Transit riders that have their services eliminated are likely to leave VTA permanently soon after the January 14 change, as they switch to other forms of transportation.

However, VTA is also increasing service on some routes and adding new express lines. Despite these service improvements have the potential to generate riders, it can take a year or more to fulfill, especially considering new bus lines don't generate the same publicity and excitement as opening of a new rail extension. VTA is not going to run full buses on lines 181 and 168 on January 15. Riders are not going to immediately flock to line 23 just because an additional bus has been added each hour.

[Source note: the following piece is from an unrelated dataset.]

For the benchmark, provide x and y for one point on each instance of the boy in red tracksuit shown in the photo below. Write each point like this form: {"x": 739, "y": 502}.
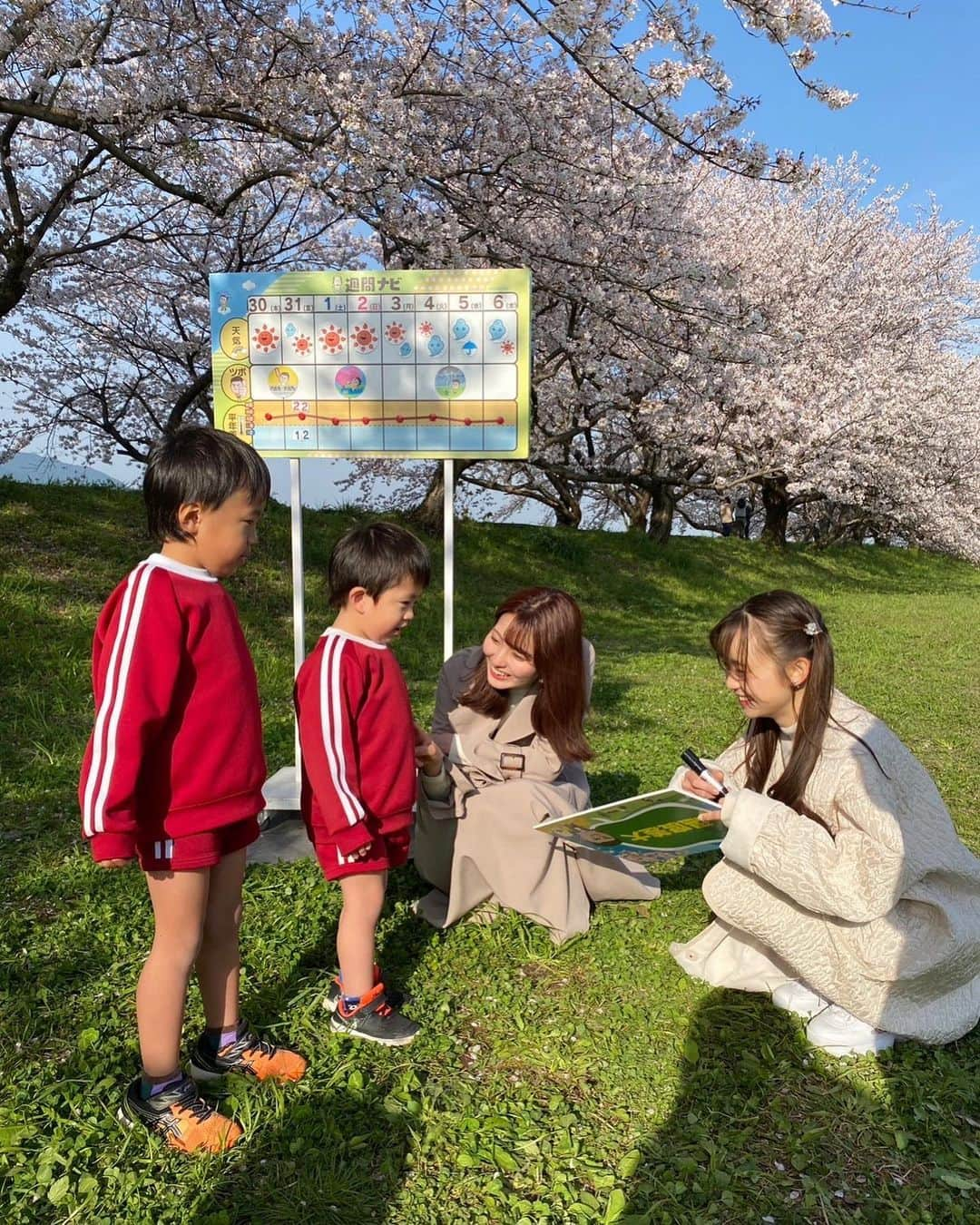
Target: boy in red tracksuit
{"x": 173, "y": 773}
{"x": 359, "y": 773}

There's a strong chance that VTA will see reduced ridership resulted from the bus service plan before the election, and that's not good news for VTA.

Monday, January 07, 2008

Getting ready for the January 14 major bus changes

Recent activities related to the upcoming bus changes that will take effect next week:

- Temporary signages have been placed at bus stops throughout the county showing changes.

- A VTA staffer was spotted on 1st Street and Santa Clara Street to notify passengers about the line 180 changes.

- On board VTA buses, automated announcements were made to make passengers aware of the changes.

- Google Transit now lists new routes and stops. However, brand new bus stops (such as on line 11 on 3rd Street, or line 39 on Fowler) are not yet appearing on Google Transit.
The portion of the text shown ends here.